Luke recounted the divine healing of the paralyzed man, but there is a deeper message in this story. The most important malady Jesus healed was spiritual. Our Lord’s expression of grace – “Friend, your sins are forgiven” – is the one thing everyone needs to hear!

To be sure, physical healing is a wonderful gift from God, and we praise Him for the many physical healings we ourselves have received and have seen in others. But the disease that we most desperately need to be healed of is the sin nature that separates us from God. Look again at Luke’s account and see how this truth is expressed in the order of what Jesus did.

He healed the man spiritually first (“Your sins are forgiven”);

Then He healed him physically (“Get up and walk”).

It’s important to recognize that even if the physical healing had not come – and it does not always come in this lifetime – the man would have received what He needed most: forgiveness of sin and the end of his alienation from God. As the Bible reminds us elsewhere in the Psalms, “Blessed is he whose transgressions are forgiven, whose sins are covered. Blessed is the man whose sin the Lord does not count against him” (Psalm 32:1-2).
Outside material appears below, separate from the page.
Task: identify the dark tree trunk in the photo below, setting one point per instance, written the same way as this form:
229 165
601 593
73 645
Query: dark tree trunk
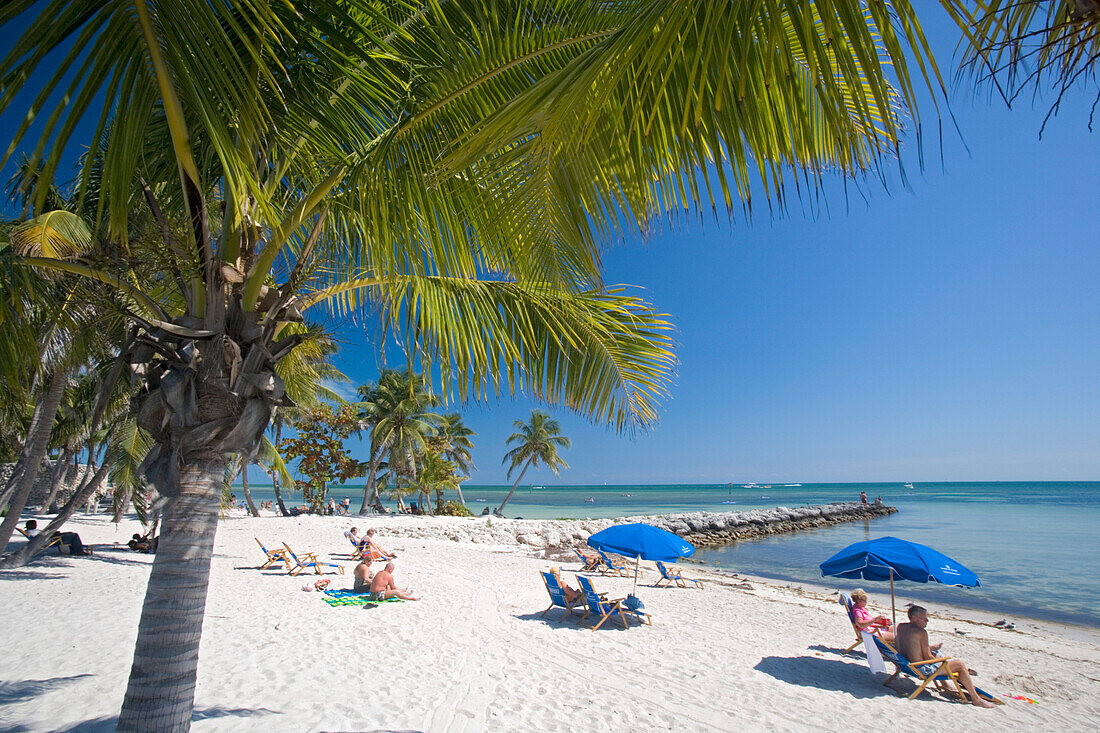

Blessed indeed! And if you have not yet received that blessing, I urge you not to wait another moment. You can be united with God for all eternity simply by trusting in the fact that He became a man and died on the cross for your sins. “Confess with your mouth, ‘Jesus is Lord,’ and believe in your heart that God raised him from the dead, you will be saved” (Romans 10:9).

This is God’s Word For Today … This Is Grace For The Journey

Rest and Rejoice in this eternal truth!

Pastor Terry

Ephesians 4:7 – “But to each one of us grace has been given as Christ apportioned it.”

Hebrews 4:16 – “Let us then approach the throne of grace with confidence, so that we may receive mercy and find grace to help us in our time of need.”